In fact, the Uncertainty Principle applies to all kinds of waves whatsoever. The big revelation in quantum mechanics was not the realization that the Uncertainty Principle applies, but the realization that matter is waves. About 90% of the weirdness you’ll encounter in quantum mechanics is ultimately due to wave-particle duality, and once you come to grips with that, it’s mostly smooth sailing.
I used to have a Heisenbergmobile, but every time I looked at the speedometer, I got lost.
Forgetting all the philosophical issues, it always struck me as being very simple:
In order to measure an object’s position, it needs to be motionless at a point in time. But if it’s motionless, then you can’t tell its speed.
Similarly in order to measure speed, it has to be moving. But if it’s moving, you can’t stop time to measure its position at the moment.
Of course, it can be done with general precision in the macro world, but once you’re dealing with subatomic particles the two measurements become impossible.
This may miss some nuances, but it’s a good conceptual basis.
Not really. You can’t measure the momentum at all if you know the position-- You can’t even tell that the thing is standing still, since that’s a measurement of momentum, too.
You’ve phrased these as two opposing questions, but my understanding is the answers to these two questions are “yes” and “yes.”

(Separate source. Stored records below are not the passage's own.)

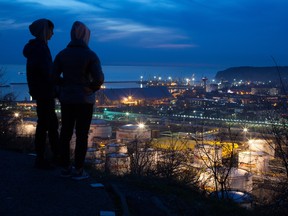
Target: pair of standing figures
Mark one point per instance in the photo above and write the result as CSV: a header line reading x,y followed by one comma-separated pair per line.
x,y
74,77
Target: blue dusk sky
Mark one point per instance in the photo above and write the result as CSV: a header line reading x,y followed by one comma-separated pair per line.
x,y
199,33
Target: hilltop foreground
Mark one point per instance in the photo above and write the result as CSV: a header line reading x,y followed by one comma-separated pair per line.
x,y
28,191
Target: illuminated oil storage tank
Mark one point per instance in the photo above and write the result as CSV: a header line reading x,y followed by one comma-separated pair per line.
x,y
262,145
238,179
115,148
26,128
131,132
101,128
207,155
255,162
117,163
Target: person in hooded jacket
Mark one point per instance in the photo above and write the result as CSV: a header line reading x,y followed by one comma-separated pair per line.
x,y
78,71
41,88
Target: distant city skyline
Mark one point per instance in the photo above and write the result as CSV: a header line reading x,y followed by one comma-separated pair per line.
x,y
196,33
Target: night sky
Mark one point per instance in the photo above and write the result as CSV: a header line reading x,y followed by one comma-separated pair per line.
x,y
199,33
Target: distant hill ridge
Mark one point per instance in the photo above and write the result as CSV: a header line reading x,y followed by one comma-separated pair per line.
x,y
247,73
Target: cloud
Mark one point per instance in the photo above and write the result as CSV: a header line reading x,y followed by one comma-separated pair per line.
x,y
71,5
137,34
7,24
174,46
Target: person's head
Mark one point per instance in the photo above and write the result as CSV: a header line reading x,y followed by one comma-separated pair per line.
x,y
79,31
42,29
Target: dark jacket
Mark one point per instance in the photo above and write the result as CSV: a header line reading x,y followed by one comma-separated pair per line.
x,y
39,62
77,69
39,69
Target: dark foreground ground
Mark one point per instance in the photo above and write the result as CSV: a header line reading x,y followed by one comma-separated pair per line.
x,y
26,191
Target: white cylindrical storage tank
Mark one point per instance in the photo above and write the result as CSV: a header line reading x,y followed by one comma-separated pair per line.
x,y
115,148
207,155
237,179
256,162
131,132
101,128
145,158
117,164
262,145
240,179
26,128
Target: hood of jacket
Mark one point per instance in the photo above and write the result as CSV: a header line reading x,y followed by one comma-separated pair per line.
x,y
40,28
80,32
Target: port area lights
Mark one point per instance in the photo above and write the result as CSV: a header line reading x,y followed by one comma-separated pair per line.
x,y
141,125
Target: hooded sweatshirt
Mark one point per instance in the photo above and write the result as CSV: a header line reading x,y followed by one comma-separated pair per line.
x,y
39,61
77,69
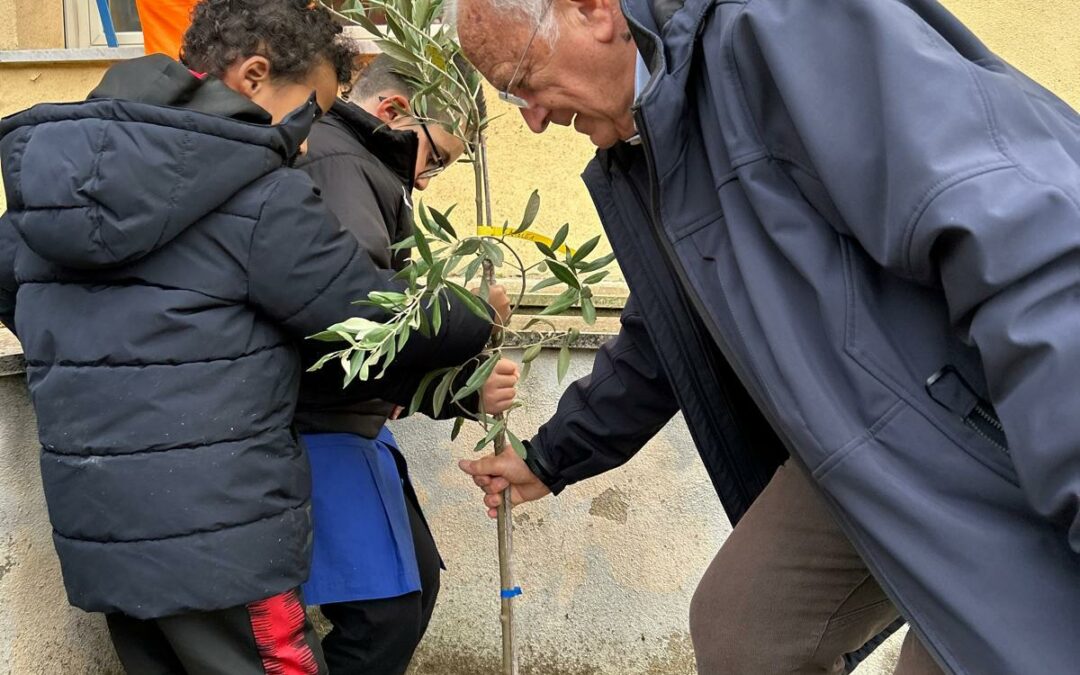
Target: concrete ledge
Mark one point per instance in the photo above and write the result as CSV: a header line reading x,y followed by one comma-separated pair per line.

The very act of measuring one destroys information about the other; therefore, at the quantum level, those properties DO NOT EXIST to arbitrary precision. Since every possible thing you can observe is a “measurement,” then every aspect of their behavior that can be observed is subject to the rule. And if something can’t in principle be observed, then it can’t be said to exist.
The only knowledge we have of a quantum particle when it is not being observed is via a wave (the wavefunction.)
In order to know the exact position of the particle the wave would have to be a spike (a delta function.)
A wave spike requires an infinite number of different frequency component waves over an infinite range of frequencies.
So since momentum is proportional to frequency, and the number and range of frequencies is infinite, then if we can predict exactly where the particle is we inherently, intrinsically and absolutely can know nothing whatsoever about the momentum.